Whilst he spends plenty of time on puncturing the core myths of Afrikanerdom (and exposes the newness of at least some glorious African tribal "traditions"), this really seems to be a book addressed at British (or English-speaking South African) readers brought up on the idea that it was benign, if somewhat paternalistic, British imperial supervision that protected the black population from the evil Afrikaners until "we" were so ungratefully chucked out. In reality, of course, British imperial policy was all about keeping the voters in the British Isles happy, which, then as now, meant spending as little as possible, protecting trade, and keeping British casualties low. Embarrassing headlines about "natives" being maltreated could be awkward, but they were rarely the top priority. The office of Colonial Secretary was not a popular one (Joseph Chamberlain seems to have been the only minister who ever volunteered for it), it had a high turnover rate, and was rarely given to anyone disqualified by practical knowledge of the world south of the English Channel. Something I hadn't appreciated was that there was always a strong rivalry between the Colonial Office and the separate India Office — to the extent that the India Secretary sometimes intervened to complain about the mistreatment of Indians in Natal, for example.

This mess of good old-fashioned British amateurishness and cynicism goes a long way to explain the real puzzle of South African history, something I never made sense of in school history lessons, that the British fought a long and nasty war against the Afrikaners, defeated them thoroughly, and then only a few years later agreed a constitutional settlement that allowed them to become the dominant parties in the new Union of South Africa, with no real guarantees for non-white people at all. One part of the puzzle is that it was a Tory government that fought the war, and it was fought to safeguard the rights not of the black people, but of the white, non-Afrikaner capitalists and workers in the gold-mining areas of Transvaal. And the other part is that the Tories were ousted by the Liberals soon after the end of the war, and their policy seems to have been to get rid of the South African problem as swiftly as possible, even if it meant letting Jan Smuts pull a fast one on voting rights...

In the discussion of the twentieth century there wasn't so much that was new to me, but it was interesting to see Welsh's — no doubt well-informed — view that it was chiefly economic factors that forced the end of white minority rule in the 1980s. Employers simply couldn't work with the crazy conditions that the apartheid system dictated, and investors were pulling out, leaving Botha and de Klerk little choice but to start dismantling the rickety apparatus their predecessors had convinced themselves they needed. (Other writers usually give most of the credit to the end of the Cold War making South Africa's "bulwark against communism" irrelevant to the US.)

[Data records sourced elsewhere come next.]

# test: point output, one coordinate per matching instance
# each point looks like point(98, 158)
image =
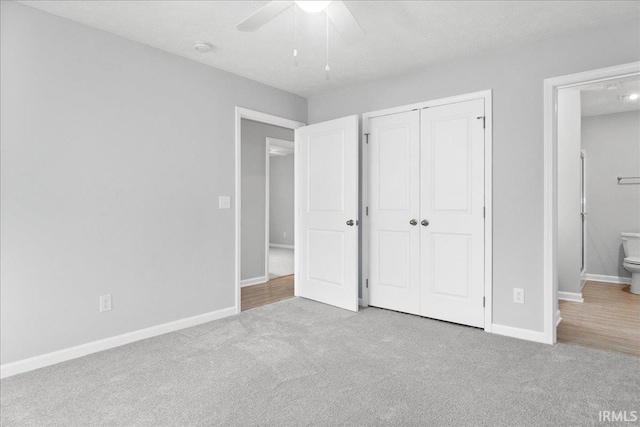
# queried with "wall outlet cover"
point(105, 303)
point(518, 295)
point(224, 202)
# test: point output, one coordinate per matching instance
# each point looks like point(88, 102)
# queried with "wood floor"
point(608, 319)
point(267, 293)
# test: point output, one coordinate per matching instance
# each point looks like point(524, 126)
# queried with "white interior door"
point(452, 201)
point(327, 226)
point(394, 201)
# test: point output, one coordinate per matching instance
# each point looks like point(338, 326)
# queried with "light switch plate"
point(224, 202)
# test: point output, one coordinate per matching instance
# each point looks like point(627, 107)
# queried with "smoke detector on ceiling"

All very interesting, and useful background on how South Africa got to be how it is now. ( )
1 vota thorold | Apr 1, 2020 |
Wholeheartedly recommend this if you need a 500 page history of South Africa. It is well researched and comprehensive. Fitting the entire history of a country in 500 pages is always going to lead to some things feeling summarised though, and there were definitely places I felt the book assumed I knew more than I did. Heavy going at times, but really does what it says on the tin. ( )
  atreic | Feb 5, 2020 |
Excellent fair and balanced history of South Africa, challenging " white" and " black" myths. Well written: thoroughly enjoyed it. ( )

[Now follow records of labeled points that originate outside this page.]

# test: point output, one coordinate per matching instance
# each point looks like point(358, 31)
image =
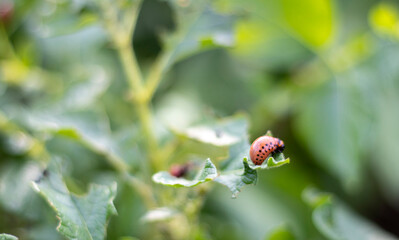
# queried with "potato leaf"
point(336, 221)
point(237, 179)
point(81, 217)
point(207, 173)
point(5, 236)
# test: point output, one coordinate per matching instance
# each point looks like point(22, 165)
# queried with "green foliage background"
point(80, 139)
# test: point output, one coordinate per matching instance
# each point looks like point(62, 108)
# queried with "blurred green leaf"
point(82, 217)
point(312, 20)
point(384, 19)
point(237, 179)
point(5, 236)
point(200, 28)
point(15, 193)
point(281, 233)
point(236, 171)
point(159, 214)
point(331, 124)
point(336, 221)
point(207, 173)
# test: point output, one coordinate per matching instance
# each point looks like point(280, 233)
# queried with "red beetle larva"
point(263, 146)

  WouterGil | Aug 10, 2013 |
An interesting history of South Africa, at least since colonial times, by an English speaker. It challenges some of the myths, notably that there was nobody in South Africa except the San people (formerly known as bushmen or Hottentots) when white settlers first came. According to this myth, black Africans migrated into South Africa no earlier than the whites and therefore have no more historical claim to the land than the whites do. Welsh demonstrates that it was only in the current Western Cape Province where the whites first settled that the land was "empty" except for the San people; the rest of what is now South Africa was indeed already populated by black Africans by the time the whites expanded there. ( )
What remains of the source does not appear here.